Kod genetyczny – reguła, według której informacja genetyczna, zawarta w sekwencji nukleotydów kwasu nukleinowego (DNA lub RNA), w komórkach wszystkich organizmów może ulegać „tłumaczeniu” na kolejność (sekwencję) aminokwasów w ich białkach w procesie biosyntezy białek (a konkretnie transkrypcji i translacji).
Kodon, utworzony przez trzy kolejne zasady azotowe nukleotydów w kwasie nukleinowym koduje jeden aminokwas w łańcuchowej strukturze białka.
Cechy kodu genetycznego
TRÓJKOWY – trzy leżące obok siebie nukleotydy tworzą podstawową jednostkę informacyjną (triplet, inaczej kodon).
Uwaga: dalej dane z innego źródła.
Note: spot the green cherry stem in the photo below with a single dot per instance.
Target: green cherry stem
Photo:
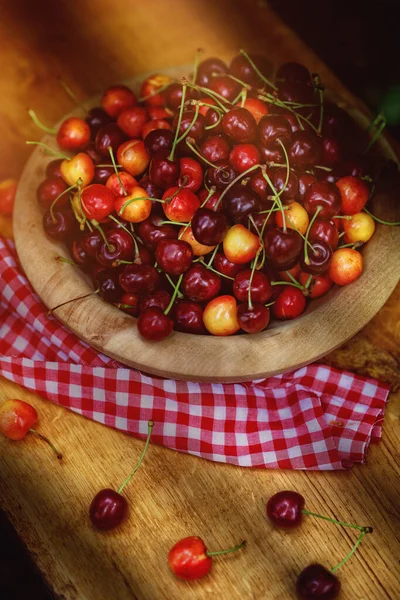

NIEZACHODZĄCY – kodony nie zachodzą na siebie. Każdy nukleotyd wchodzi w skład tylko jednego kodonu, np. w sekwencji "AAGAAA" pierwsze trzy zasady ("AAG") kodują jeden aminokwas (tu: lizynę) a następny kodon zaczyna się dopiero od 4. zasady, nie wcześniej.
BEZPRZECINKOWY – każdy nukleotyd w obrębie sekwencji kodujących wchodzi w skład jakiegoś kodonu, więc pomiędzy kodonami nie ma zasad bez znaczenia dla translacji.
ZDEGENEROWANY – różne kodony (różniące się na ogół tylko trzecim nukleotydem) mogą kodować ten sam aminokwas, tzn. prawie wszystkie aminokwasy mogą być zakodowane na kilka sposobów. Przykładowo lizyna kodowana jest zarówno przez kodon "AAA", jak i "AAG". Dzięki temu część zmian informacji genetycznej w wyniku mutacji nie znajduje swojego odbicia w sekwencji aminokwasów.
JEDNOZNACZNY – danej trójce nukleotydów w DNA lub RNA odpowiada zawsze tylko jeden aminokwas.
KOLINEARNY – kolejność ułożenia aminokwasów w białku jest wiernym odzwierciedleniem ułożenia odpowiednich kodonów na matrycowym RNA (mRNA).
UNIWERSALNY – powyższe zasady są przestrzegane dość dokładnie przez układy biosyntezy białek u wszystkich organizmów, jakkolwiek zdarzają się niewielkie odstępstwa od tej prawidłowości wśród wirusów, bakterii, pierwotniaków, grzybów i w mitochondriach[1]. Na przykład kodon "UAA" odczytany przez rybosomy mitochondriów powoduje nie zakończenie syntezy białka (jak to ma miejsce w rybosomach cytoplazmy podstawowej i siateczki śródplazmatycznej), ale dobudowanie do niego tryptofanu; natomiast kodon "UGA" zamiast przerwania translacji może powodować dołączenie selenocysteiny (wymagane jest do tego występowanie w mRNA dodatkowego sygnału, tzw. SECIS), a kodon "UAG" – dobudowanie pirolizyny (ang. pyrrolysine) do tworzącego się łańcucha polipeptydowego (białka).